Universidade Federal do Rio de Janeiro
CRÉDITO: FOTOS ADOBE STOCK
Morder um chocolate e falar que a guloseima é uma delícia, em meio a suspiros de deleite, pode ser considerado um pleonasmo pelos falantes mais puristas da língua portuguesa. Além disso, já sabemos que a felicidade contida em uma barra de chocolate não é fruto apenas de seu aroma irresistível, da sua textura agradável ou do seu sabor inconfundível para o nosso paladar. O consumo desse alimento pode favorecer a produção de um importante neurotransmissor, a serotonina. Associada a sensações de prazer, essa substância está ligada a importantes funções cerebrais, e modula processos comportamentais como aqueles ligados ao humor, à memória e à resposta a situações de estresse.
O elo entre o chocolate e a serotonina se dá por meio de um aminoácido, o triptofano. Abundante no chocolate, ele é utilizado pelo nosso organismo como material de partida para a produção da serotonina.
Porém, você sabia que esse mesmo aminoácido é utilizado por plantas para a produção de um potente veneno, a estricnina?
Introduzida no imaginário popular pelas histórias de Agatha Christie (1890-1976) e Arthur Conan Doyle (1859-1930), a estricnina é obtida, principalmente, a partir das sementes de uma árvore nativa da Ásia, a Strychnos nux-vomica, e foi isolada pela primeira vez em 1818. No entanto, sua complexa estrutura química só foi elucidada em 1946, pelo cientista britânico Robert Robinson (1886-1975) e confirmada no ano seguinte, de forma independente, pelo cientista norte-americano Robert B. Woodward (1917-1979). Na época, a molécula foi considerada a mais complexa do mundo.
Em 1954, Woodward conseguiu o notável feito de preparar a estricnina em um laboratório. No entanto, os detalhes de como a planta era capaz de fazer isso foi um mistério até o ano de 2022, quando o grupo liderado pela pesquisadora Sarah E. O’Connor, do Max Planck Institute, finalmente resolveu o problema. Os cientistas demonstraram que, a partir do triptofano, em uma série de etapas, a planta era capaz de produzir essa complexa molécula. Devido à relevância da pesquisa, o feito foi publicado na revista Nature (edição 607).

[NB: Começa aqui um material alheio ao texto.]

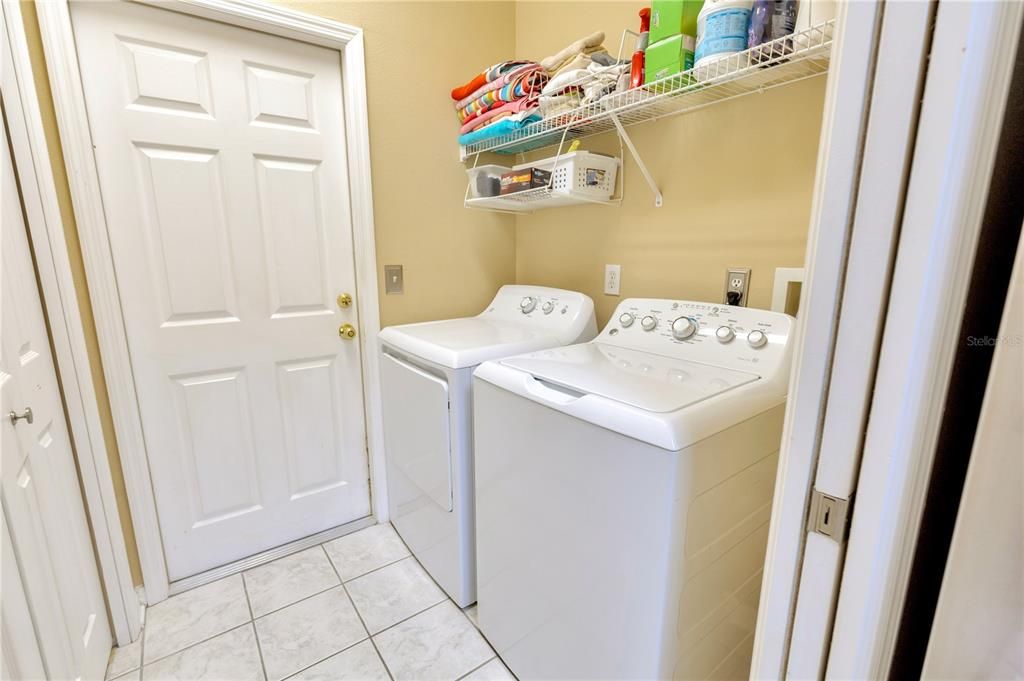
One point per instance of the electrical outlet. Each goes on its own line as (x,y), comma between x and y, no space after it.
(394,281)
(737,283)
(612,277)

É bastante comum utilizarmos o termo “substância química” de forma pejorativa, associando-o a substâncias nocivas para o nosso organismo. No entanto, esse é um grande erro, que nos faz esquecer não só que o nosso corpo é composto por substâncias químicas, mas também que estamos o tempo todo cercados por substâncias químicas, respiramos substâncias químicas, nossos alimentos são compostos por substâncias químicas… Nesse contexto, não é de se espantar que químicos sejam cientistas que apresentam uma relação bastante próxima com a natureza. Estudamos as moléculas presentes em plantas, fungos, bactérias e organismos marinhos e buscamos aplicações para elas. Para termos uma ideia, cerca de 38% dos fármacos aprovados para o consumo humano entre os anos de 1981 e 2019 são produtos naturais, derivados de produtos naturais ou tiveram sua estrutura química inspirada em algum produto natural.
Além disso, entendemos que não apenas as moléculas fornecidas pela natureza nos podem ser úteis, mas também os processos químicos que levam à formação delas. Esses processos naturais podem servir como fonte de inspiração para o desenvolvimento de novos processos utilizados em laboratórios ou na indústria. O preparo de uma substância química por um organismo vivo é chamado de biossíntese e quando ela é utilizada como inspiração para o desenvolvimento de um novo processo, este é chamado de biomimético ou bioinspirado. Uma vantagem desse tipo de estudo é desenvolvermos processos mais limpos, que causem menos impactos para o meio ambiente e garantam o abastecimento de substâncias químicas de forma sustentável.